Following on from my earlier post about the delightful couple who went on a luggage-stealing spree, I thought it was a good time to look at tips to avoid losing your luggage. There’s not much you can do about kleptomaniacs, of course, but there are certainly things you can do to lessen your chances of being the muppet still standing at the baggage carousel when it stops turning (oh, how I hate that feeling).
Despite technological advances that allow for better tracking of checked-in luggage, more than 33 million pieces of luggage were ‘mishandled’ by airlines last year, according to figures from aviation consultancy SITA. And while a good deal of them were eventually returned to their rightful owners, that’s still a lot of grumpy passengers!
Don’t push it
If you are going to be checking in luggage, the most important thing is to avoid tight connections. “The single biggest problem for baggage handlers is when bags are being transferred from one aircraft to another,” says SITA. Bags mishandled in transit accounted for 49 per cent of all mishandled luggage last year. The second biggest cause was ‘failed to load’, which accounted for 16 per cent of missing bags. Make sure you arrive at the airport in plenty of time before your flight to lessen this risk.
When possible, travel with carry-on baggage only. Many airlines are now charging fees for checked bags, so this will not only reduce the likelihood of lost luggage but save you money too. Pack mix and match clothes, make do with one or two pairs of shoes, buy toiletries when you get there and use hotel laundry facilities or hand washing as you go. US Airways reports that checked-in luggage has reduced by 20 per cent since it introduced luggage fees – it seems people can travel light when they want to.

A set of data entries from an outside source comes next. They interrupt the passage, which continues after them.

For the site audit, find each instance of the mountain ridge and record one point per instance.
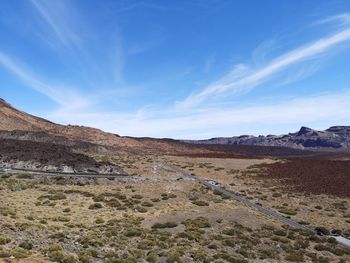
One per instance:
(335, 137)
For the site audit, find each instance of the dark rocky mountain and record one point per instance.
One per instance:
(335, 137)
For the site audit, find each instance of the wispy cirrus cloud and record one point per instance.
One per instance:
(65, 96)
(55, 15)
(252, 78)
(340, 19)
(319, 111)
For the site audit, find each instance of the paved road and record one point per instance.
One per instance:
(88, 175)
(265, 211)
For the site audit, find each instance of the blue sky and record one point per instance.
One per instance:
(182, 69)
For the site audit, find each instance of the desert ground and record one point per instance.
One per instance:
(158, 216)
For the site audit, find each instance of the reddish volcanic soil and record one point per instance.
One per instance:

An obvious piece of advice, perhaps, but one that many travellers still fail to follow. Checked in bags need to be tagged with tough labels, not flimsy ones that rip off when snagged. It is best for security reasons to get a tag that hides your home address inside the tag and you should always include your mobile number with country code. If the airline gives you a label, put that on too. You can’t have too many.
Prepare for the worst
If you are checking in your luggage, it is a good idea to have a change of clothes and some toiletries in your hand luggage. Always carry your documents and money on you, rather than in luggage. And if you are travelling to a cold climate, carry your warm coat on board rather than check it in (you only make that mistake once, trust me).
Don’t tempt fate
While a non-descript black suitcase is awfully hard to find in a mountain of lost luggage, flashy luggage is not a great idea either. Expensive looking luggage is more of a temptation to thieves, while valuable contents are more of a temptation to unscrupulous baggage handlers. Tamper-evident seals or cable ties can be used on some routes, but remember that the USA requires that all luggage can be opened by security staff, so you need TSA-approved locks if you’re travelling there.
Insure for the worst
Make sure you have adequate travel insurance to cover your luggage and any electronic items such as laptops and cameras. Many policies have per-item limits that are not enough to cover expensive items. Also look for a policy that provides an allowance for essentials such as clothes and toiletries in the case of delayed luggage.
If you do lose a bag in your travels, make sure you hang onto the baggage receipt – usually stuck to the back of your boarding pass folder. Baggage numbers drop out of airline systems after a few days and once that happens you’re looking for a needle in a haystack (in case you’re wondering, yes, I also learnt that one by experience!).